By Rachel Sebastian | UTS Staff Writer | SQ Online (2015-16)
Ask any UC San Diego student who Caitlyn Jenner is, and most people will know the answer. The media has highlighted Caitlyn Jenner ever since she announced her identity as a woman this year. This spotlight on Jenner has helped bring attention to differences in gender identity.
A significant change regarding gender identity has occurred in the University of California system this year. Beginning this fall, students applying to a University of California school have the opportunity to choose among 6 gender identities: male, female, transgender male, transgender female, gender non-conforming and different identity. With the broadening of choices previously limited to male or female, the University of California aims to gain a better understanding of the student population.
Changes like that of the University of California application tied with Jenner’s spotlight in the media have stimulated debate over the relationship between physical sex and gender identity. Physical sex refers to the biological status of being male or female and is determined by physical characteristics, such as reproductive anatomy and sex hormones, and chromosomes. In comparison, gender identity is the gender a person identifies with, and encompasses the behavior, roles, and activities attributed to certain sexes. If one’s physical sex and gender identity are the same, the term one might use to describe themselves is cisgender. If one’s physical sex from birth is different from one’s gender identity, the term one might use to describe themselves is transgender.
By investigating gender determination and the brain, biology researchers are trying to answer this hot question of today’s changing society: Does gender identity have a biological basis independent of one’s chromosomes or physical anatomy?
Studies suggest a possible neurological basis for gender identity separate from physical sex. A study from 2014 by brain researcher Georg S. Kranz of the Medical University of Vienna suggests that the gender identity of a human being could be identified in the microstructure of the brain’s white matter. The method Kranz and other researchers used was diffusion-based magnetic resonance tomography, a method that reveals brain structure by observing the movement of water molecules. By comparing the brains of 23 transgender men and 21 transgender women to those of 22 cisgender men and 23 women, Kranz and other researchers showed significant differences between the microstructures of white matter tracts in cisgender male and female subjects. However, transgender male and female subjects showed an intermediate structure in white matter tracts.
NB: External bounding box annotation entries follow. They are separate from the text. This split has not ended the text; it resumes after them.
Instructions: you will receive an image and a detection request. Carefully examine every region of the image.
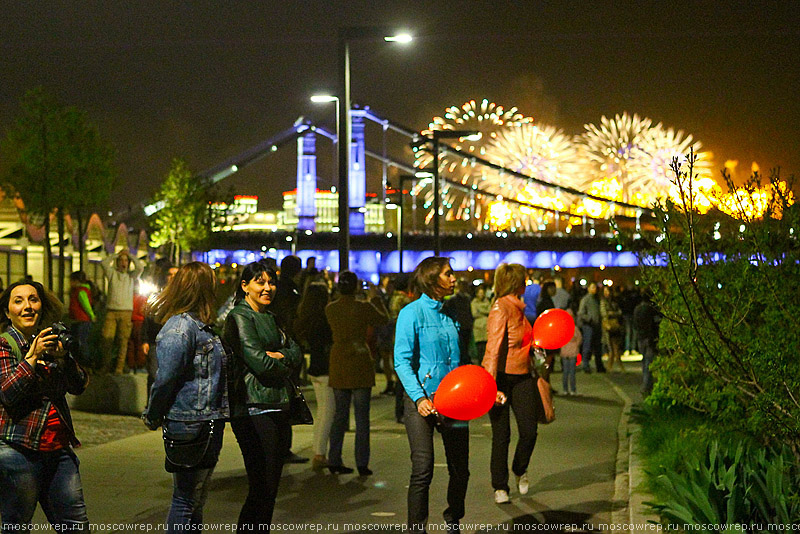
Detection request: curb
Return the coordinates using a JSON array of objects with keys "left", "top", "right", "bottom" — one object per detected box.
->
[{"left": 603, "top": 377, "right": 658, "bottom": 532}]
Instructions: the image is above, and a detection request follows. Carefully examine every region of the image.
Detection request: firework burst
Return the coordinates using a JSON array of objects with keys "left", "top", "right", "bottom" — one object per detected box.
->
[{"left": 474, "top": 124, "right": 580, "bottom": 230}]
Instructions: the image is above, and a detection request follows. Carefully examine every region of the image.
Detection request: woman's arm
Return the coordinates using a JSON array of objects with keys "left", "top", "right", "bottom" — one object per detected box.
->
[
  {"left": 145, "top": 318, "right": 196, "bottom": 426},
  {"left": 394, "top": 306, "right": 425, "bottom": 402},
  {"left": 225, "top": 310, "right": 294, "bottom": 382},
  {"left": 0, "top": 339, "right": 39, "bottom": 406},
  {"left": 482, "top": 305, "right": 508, "bottom": 379}
]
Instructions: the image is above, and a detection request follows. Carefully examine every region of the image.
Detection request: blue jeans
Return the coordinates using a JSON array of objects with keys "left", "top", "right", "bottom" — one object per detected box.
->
[
  {"left": 328, "top": 388, "right": 372, "bottom": 467},
  {"left": 561, "top": 358, "right": 578, "bottom": 393},
  {"left": 622, "top": 314, "right": 639, "bottom": 351},
  {"left": 0, "top": 440, "right": 89, "bottom": 532},
  {"left": 403, "top": 395, "right": 469, "bottom": 532},
  {"left": 164, "top": 420, "right": 225, "bottom": 533}
]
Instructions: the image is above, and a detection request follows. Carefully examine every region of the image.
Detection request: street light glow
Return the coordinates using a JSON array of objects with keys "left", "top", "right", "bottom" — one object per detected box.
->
[
  {"left": 383, "top": 33, "right": 414, "bottom": 43},
  {"left": 311, "top": 95, "right": 339, "bottom": 104}
]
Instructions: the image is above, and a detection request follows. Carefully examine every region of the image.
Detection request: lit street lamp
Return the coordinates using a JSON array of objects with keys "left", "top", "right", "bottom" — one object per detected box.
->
[
  {"left": 336, "top": 26, "right": 412, "bottom": 272},
  {"left": 311, "top": 95, "right": 342, "bottom": 229}
]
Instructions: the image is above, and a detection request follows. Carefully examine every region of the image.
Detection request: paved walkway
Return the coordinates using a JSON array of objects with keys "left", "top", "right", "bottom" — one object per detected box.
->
[{"left": 36, "top": 363, "right": 641, "bottom": 533}]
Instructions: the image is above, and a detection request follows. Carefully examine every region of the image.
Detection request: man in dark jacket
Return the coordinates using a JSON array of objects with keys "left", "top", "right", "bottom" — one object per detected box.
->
[
  {"left": 269, "top": 256, "right": 308, "bottom": 464},
  {"left": 633, "top": 294, "right": 661, "bottom": 395}
]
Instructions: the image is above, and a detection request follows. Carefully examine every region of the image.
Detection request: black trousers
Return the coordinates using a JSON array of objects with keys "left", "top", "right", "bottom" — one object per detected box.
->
[
  {"left": 231, "top": 412, "right": 292, "bottom": 532},
  {"left": 403, "top": 395, "right": 469, "bottom": 532},
  {"left": 489, "top": 373, "right": 538, "bottom": 491}
]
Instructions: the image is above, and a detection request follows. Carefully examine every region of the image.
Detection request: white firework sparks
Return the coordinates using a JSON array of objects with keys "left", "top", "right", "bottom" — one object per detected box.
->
[
  {"left": 576, "top": 112, "right": 715, "bottom": 216},
  {"left": 576, "top": 112, "right": 652, "bottom": 193},
  {"left": 414, "top": 99, "right": 533, "bottom": 228},
  {"left": 476, "top": 124, "right": 580, "bottom": 230}
]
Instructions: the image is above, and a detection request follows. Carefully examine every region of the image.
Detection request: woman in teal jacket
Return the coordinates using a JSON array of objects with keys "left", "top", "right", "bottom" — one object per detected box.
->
[
  {"left": 394, "top": 257, "right": 469, "bottom": 532},
  {"left": 223, "top": 262, "right": 302, "bottom": 531}
]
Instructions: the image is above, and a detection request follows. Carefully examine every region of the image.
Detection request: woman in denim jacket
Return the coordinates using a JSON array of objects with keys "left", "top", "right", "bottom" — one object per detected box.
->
[
  {"left": 394, "top": 257, "right": 469, "bottom": 532},
  {"left": 143, "top": 262, "right": 230, "bottom": 532},
  {"left": 224, "top": 262, "right": 303, "bottom": 532}
]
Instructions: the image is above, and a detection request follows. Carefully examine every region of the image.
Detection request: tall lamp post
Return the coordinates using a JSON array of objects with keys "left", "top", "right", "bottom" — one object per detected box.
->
[
  {"left": 336, "top": 26, "right": 412, "bottom": 272},
  {"left": 430, "top": 130, "right": 481, "bottom": 256}
]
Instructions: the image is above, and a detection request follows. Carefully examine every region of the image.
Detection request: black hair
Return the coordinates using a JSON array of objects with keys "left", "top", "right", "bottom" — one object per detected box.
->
[
  {"left": 233, "top": 261, "right": 277, "bottom": 304},
  {"left": 0, "top": 278, "right": 63, "bottom": 332},
  {"left": 336, "top": 271, "right": 358, "bottom": 295}
]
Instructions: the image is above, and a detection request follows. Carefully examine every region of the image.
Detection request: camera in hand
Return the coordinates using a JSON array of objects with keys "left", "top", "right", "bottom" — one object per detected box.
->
[{"left": 50, "top": 322, "right": 75, "bottom": 352}]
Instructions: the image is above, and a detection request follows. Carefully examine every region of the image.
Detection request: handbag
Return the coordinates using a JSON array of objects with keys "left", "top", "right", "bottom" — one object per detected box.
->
[
  {"left": 603, "top": 317, "right": 622, "bottom": 333},
  {"left": 286, "top": 378, "right": 314, "bottom": 425},
  {"left": 536, "top": 376, "right": 556, "bottom": 425},
  {"left": 162, "top": 421, "right": 222, "bottom": 473}
]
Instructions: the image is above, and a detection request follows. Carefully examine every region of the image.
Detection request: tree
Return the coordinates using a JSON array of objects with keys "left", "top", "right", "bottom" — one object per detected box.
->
[
  {"left": 150, "top": 158, "right": 230, "bottom": 264},
  {"left": 65, "top": 110, "right": 116, "bottom": 270},
  {"left": 2, "top": 87, "right": 113, "bottom": 296},
  {"left": 624, "top": 153, "right": 800, "bottom": 457}
]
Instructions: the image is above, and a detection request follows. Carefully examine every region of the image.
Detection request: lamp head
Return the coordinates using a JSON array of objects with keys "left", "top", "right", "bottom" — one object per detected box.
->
[{"left": 311, "top": 95, "right": 339, "bottom": 104}]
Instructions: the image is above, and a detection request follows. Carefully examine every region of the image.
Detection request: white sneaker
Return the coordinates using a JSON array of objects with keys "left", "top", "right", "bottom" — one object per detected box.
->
[
  {"left": 517, "top": 473, "right": 530, "bottom": 495},
  {"left": 494, "top": 490, "right": 511, "bottom": 504}
]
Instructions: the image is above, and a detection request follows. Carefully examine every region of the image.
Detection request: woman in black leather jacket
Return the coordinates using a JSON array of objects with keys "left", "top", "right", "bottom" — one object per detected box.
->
[{"left": 223, "top": 262, "right": 302, "bottom": 532}]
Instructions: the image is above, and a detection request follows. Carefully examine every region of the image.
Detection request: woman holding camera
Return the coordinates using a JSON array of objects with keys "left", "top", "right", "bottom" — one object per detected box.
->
[
  {"left": 0, "top": 281, "right": 89, "bottom": 532},
  {"left": 142, "top": 261, "right": 230, "bottom": 532},
  {"left": 224, "top": 262, "right": 303, "bottom": 532}
]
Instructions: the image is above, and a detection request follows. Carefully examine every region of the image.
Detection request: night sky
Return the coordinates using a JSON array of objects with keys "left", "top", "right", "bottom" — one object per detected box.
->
[{"left": 0, "top": 0, "right": 800, "bottom": 218}]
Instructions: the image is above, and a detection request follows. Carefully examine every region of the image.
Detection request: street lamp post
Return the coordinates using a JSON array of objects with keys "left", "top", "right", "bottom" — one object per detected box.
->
[
  {"left": 430, "top": 130, "right": 480, "bottom": 256},
  {"left": 336, "top": 27, "right": 411, "bottom": 272},
  {"left": 397, "top": 174, "right": 416, "bottom": 273}
]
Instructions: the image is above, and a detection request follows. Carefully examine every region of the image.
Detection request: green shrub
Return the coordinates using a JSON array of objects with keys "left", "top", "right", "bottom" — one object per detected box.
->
[
  {"left": 646, "top": 440, "right": 800, "bottom": 532},
  {"left": 622, "top": 158, "right": 800, "bottom": 457}
]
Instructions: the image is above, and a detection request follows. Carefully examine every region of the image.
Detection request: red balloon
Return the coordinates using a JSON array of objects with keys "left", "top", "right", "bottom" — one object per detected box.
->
[
  {"left": 533, "top": 308, "right": 575, "bottom": 349},
  {"left": 433, "top": 365, "right": 497, "bottom": 421}
]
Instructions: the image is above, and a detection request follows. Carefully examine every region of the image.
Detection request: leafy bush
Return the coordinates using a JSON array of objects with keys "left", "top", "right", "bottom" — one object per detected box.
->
[
  {"left": 632, "top": 405, "right": 800, "bottom": 532},
  {"left": 623, "top": 157, "right": 800, "bottom": 457},
  {"left": 646, "top": 440, "right": 800, "bottom": 532}
]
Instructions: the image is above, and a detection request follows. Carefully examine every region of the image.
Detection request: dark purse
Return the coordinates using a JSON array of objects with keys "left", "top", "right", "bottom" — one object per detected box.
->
[
  {"left": 162, "top": 421, "right": 219, "bottom": 473},
  {"left": 286, "top": 378, "right": 314, "bottom": 425}
]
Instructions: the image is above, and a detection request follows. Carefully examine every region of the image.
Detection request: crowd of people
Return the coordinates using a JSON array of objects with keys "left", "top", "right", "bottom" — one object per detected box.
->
[{"left": 0, "top": 252, "right": 659, "bottom": 532}]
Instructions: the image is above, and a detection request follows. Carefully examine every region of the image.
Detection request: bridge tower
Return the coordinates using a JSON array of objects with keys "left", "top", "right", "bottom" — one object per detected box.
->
[
  {"left": 297, "top": 131, "right": 317, "bottom": 231},
  {"left": 348, "top": 109, "right": 367, "bottom": 235}
]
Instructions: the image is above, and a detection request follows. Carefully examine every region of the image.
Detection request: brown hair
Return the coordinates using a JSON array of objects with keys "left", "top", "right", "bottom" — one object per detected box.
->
[
  {"left": 411, "top": 256, "right": 450, "bottom": 299},
  {"left": 494, "top": 263, "right": 526, "bottom": 299},
  {"left": 0, "top": 280, "right": 63, "bottom": 332},
  {"left": 151, "top": 261, "right": 217, "bottom": 324}
]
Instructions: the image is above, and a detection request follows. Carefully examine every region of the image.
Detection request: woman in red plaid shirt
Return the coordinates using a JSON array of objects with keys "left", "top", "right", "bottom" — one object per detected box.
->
[{"left": 0, "top": 281, "right": 89, "bottom": 532}]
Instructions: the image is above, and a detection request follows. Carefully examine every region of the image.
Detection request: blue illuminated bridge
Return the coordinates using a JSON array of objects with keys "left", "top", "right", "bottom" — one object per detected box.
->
[
  {"left": 188, "top": 104, "right": 651, "bottom": 281},
  {"left": 201, "top": 232, "right": 639, "bottom": 283}
]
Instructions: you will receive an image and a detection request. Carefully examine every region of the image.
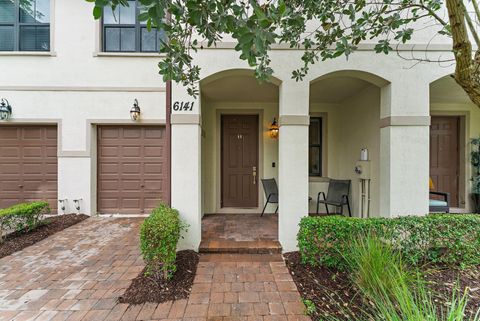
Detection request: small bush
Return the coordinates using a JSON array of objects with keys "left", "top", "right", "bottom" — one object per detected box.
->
[
  {"left": 345, "top": 235, "right": 479, "bottom": 321},
  {"left": 140, "top": 205, "right": 185, "bottom": 280},
  {"left": 0, "top": 202, "right": 50, "bottom": 243},
  {"left": 297, "top": 214, "right": 480, "bottom": 269}
]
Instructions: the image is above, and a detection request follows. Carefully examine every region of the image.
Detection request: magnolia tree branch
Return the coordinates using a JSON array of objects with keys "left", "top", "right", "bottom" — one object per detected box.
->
[{"left": 86, "top": 0, "right": 480, "bottom": 106}]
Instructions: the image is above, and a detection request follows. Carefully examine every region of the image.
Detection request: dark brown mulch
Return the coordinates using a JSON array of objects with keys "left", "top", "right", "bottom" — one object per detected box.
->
[
  {"left": 0, "top": 214, "right": 89, "bottom": 258},
  {"left": 284, "top": 252, "right": 364, "bottom": 320},
  {"left": 284, "top": 252, "right": 480, "bottom": 321},
  {"left": 424, "top": 266, "right": 480, "bottom": 320},
  {"left": 118, "top": 250, "right": 199, "bottom": 304}
]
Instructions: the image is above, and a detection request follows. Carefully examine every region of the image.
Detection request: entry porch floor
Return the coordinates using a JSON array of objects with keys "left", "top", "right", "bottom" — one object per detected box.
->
[{"left": 200, "top": 214, "right": 282, "bottom": 254}]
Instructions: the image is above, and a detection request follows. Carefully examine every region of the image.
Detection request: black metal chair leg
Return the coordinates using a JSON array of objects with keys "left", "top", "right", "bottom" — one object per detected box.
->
[
  {"left": 347, "top": 197, "right": 352, "bottom": 217},
  {"left": 260, "top": 202, "right": 268, "bottom": 217}
]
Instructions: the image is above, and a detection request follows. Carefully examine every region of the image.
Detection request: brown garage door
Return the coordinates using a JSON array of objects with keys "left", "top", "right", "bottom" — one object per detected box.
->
[
  {"left": 0, "top": 126, "right": 57, "bottom": 213},
  {"left": 97, "top": 126, "right": 168, "bottom": 214}
]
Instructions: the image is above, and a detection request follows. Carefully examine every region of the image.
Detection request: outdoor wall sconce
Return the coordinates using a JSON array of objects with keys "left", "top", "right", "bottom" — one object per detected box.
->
[
  {"left": 73, "top": 198, "right": 82, "bottom": 213},
  {"left": 0, "top": 98, "right": 12, "bottom": 120},
  {"left": 58, "top": 198, "right": 67, "bottom": 212},
  {"left": 130, "top": 98, "right": 140, "bottom": 121},
  {"left": 268, "top": 118, "right": 278, "bottom": 139}
]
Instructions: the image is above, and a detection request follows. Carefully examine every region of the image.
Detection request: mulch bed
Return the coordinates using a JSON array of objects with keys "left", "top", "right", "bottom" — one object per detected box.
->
[
  {"left": 284, "top": 252, "right": 365, "bottom": 321},
  {"left": 0, "top": 214, "right": 89, "bottom": 258},
  {"left": 118, "top": 250, "right": 199, "bottom": 304},
  {"left": 284, "top": 252, "right": 480, "bottom": 321},
  {"left": 424, "top": 266, "right": 480, "bottom": 320}
]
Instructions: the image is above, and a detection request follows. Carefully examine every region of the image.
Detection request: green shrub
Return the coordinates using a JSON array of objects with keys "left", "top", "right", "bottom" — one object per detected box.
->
[
  {"left": 345, "top": 235, "right": 480, "bottom": 321},
  {"left": 297, "top": 214, "right": 480, "bottom": 269},
  {"left": 140, "top": 205, "right": 185, "bottom": 280},
  {"left": 0, "top": 202, "right": 50, "bottom": 243}
]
The study further detected that these differences in microstructures may be related to the testosterone levels in blood. Rupert Lanzenberger, one of the researchers involved in this study, stated, “These results suggest that the gender identity is reflected in the structure of brain networks which form under the modulating influence of sex hormones in the course of the development of the nervous system.” Could a distinct gender identity be based in differences between the brain’s microstructure? In order to confirm a neurologically-based gender identity, more research needs to be conducted.
Psychologist Kristina Olson of the University of Washington conducted a study in 2014 investigating gender identity by analyzing subtle behavioral cues of 32 transgender children ages 5 to 12 years. By using these implicit measures, Olson could better assess the children’s automatic gender associations and gender identity. Results showed that transgender children identified with their expressed gender rather than their physical sex. The data pattern for both transgender girls and transgender boys showed strong similarities to the data pattern of cisgender girls and cisgender boys, respectively. The results suggest that transgender gender identity in children is a total change in response that contrasts with their physical sex. Though this study needs further investigation, the evidence of a total change in behavior further suggest a possible biologically-based gender identity.
Based on this research, is there a biological mechanism for gender identity separate from physical sex? Whether gender identity is biologically separate from physical sex is a question that cannot be answered definitively yet. However, with the greater publicity for transgender identity from individuals like Jenner, it is likely that more research that focuses on biological mechanisms for gender identity will be conducted. These ongoing studies on gender identity not only offer a promising beginning, but also are feats that celebrate the burgeoning harmony between biology research and gender identity.